Background: see my earlier posts Avoiding Lost Updates
and Avoiding Lost Updates #2: Updateable Views
I’ve discussed this problem with my colleagues and have come up with a number of potential solutions, one of which we believe is bulletproof.
The desired property of such a solution is to reduce the probability that an update of a view will leave the row with the same “version” number, to as close to zero as possible.
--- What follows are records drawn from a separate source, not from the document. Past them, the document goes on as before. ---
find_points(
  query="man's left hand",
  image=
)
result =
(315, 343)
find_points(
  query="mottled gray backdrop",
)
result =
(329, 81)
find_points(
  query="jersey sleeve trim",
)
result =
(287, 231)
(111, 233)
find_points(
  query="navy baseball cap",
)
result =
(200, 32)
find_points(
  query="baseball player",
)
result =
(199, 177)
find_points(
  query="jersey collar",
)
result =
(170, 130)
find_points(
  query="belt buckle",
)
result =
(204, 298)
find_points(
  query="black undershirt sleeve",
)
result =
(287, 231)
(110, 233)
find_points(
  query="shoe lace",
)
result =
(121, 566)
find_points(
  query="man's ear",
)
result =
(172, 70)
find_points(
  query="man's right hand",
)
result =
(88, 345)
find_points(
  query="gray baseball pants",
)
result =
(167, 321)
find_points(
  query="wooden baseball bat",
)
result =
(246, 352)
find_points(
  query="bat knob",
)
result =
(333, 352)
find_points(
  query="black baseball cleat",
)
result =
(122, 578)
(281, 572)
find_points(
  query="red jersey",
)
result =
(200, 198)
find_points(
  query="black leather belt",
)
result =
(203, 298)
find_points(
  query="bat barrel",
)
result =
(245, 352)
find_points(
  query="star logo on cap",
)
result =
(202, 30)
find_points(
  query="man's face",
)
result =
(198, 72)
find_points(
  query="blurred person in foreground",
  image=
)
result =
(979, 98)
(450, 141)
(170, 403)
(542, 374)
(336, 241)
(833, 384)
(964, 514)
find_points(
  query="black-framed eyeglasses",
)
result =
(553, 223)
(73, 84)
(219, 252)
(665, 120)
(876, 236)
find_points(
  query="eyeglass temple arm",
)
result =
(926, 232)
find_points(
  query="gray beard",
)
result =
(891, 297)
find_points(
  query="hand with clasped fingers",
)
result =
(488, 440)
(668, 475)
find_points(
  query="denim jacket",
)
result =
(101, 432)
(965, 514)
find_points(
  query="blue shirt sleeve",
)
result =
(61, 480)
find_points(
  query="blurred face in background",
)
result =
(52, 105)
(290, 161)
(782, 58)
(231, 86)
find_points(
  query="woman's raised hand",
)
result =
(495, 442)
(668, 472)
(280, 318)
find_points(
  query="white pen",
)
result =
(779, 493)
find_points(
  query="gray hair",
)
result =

A bulletproof solution would have a probability of exactly zero.
Solution #1:
Instead of taking the SUM of all the versions, shift the versions from the outer-joined tables (e.g. by multiplying by 10000, 100000, etc).
This reduces the likelihood of getting a false negative; but it doesn’t reduce it to zero, since it would still be theoretically possible to get an update that would cause compensating deletes and updates on the outer-joined tables.
Solution #2:
Use ORA_ROWSCN instead of version.
This also reduces the likelihood of a false negative; in our view, astronomically so; but with a bit of mental gymnastics we can think of a contrived scenario in which the total of ORA_ROWSCN stays the same.
Solution #3:
Cause an update on the view to always do at least one update of one of the non-outer-joined tables (even if it is updating a column to the same value); and don’t include versions from outer-joined tables in the summed version.
This means that version will now always increase whenever an update occurs; therefore, the probability is zero, and the solution is bullet-proof!
Thanks to Howard and Maciej for their help.
This is a followup to my earlier post “Avoiding Lost Updates: Protecting Data in a Multi-user environment”.
In this post I’ll talk about how this problem can be solved when you’re creating updateable views. Now, if you read the previous post, you’ll know the five options that I thought of (plus a sixth pointed out by Gary). For updateable views, if you want to protect against lost updates (in other words, “Last Update Wins” is not an acceptable solution), you can still use “Column Compare” and “Hash Compare” without any changes.
For the “Timestamp Compare”, “Version Compare” and Gary’s ORA_ROWSCN options, however, you’ll need to bring some data from the base tables up to the view’s SELECT clause.
For “Timestamp Compare” and ORA_ROWSCN, you need to get the latest of the timestamps/SCNs. You could use the GREATEST function for this (as long as ORA_ROWSCN is always greater for later transactions?).
It’s just as simple when you’re using “Version Compare”. It was pointed out by a colleague of mine that all you have to do is present the SUM of all the version columns from each base table that can be updateable via the view. This way, if any or all of the base tables experience changes, the “version” column in the view will increment by 1 or more. Most of the time, that is!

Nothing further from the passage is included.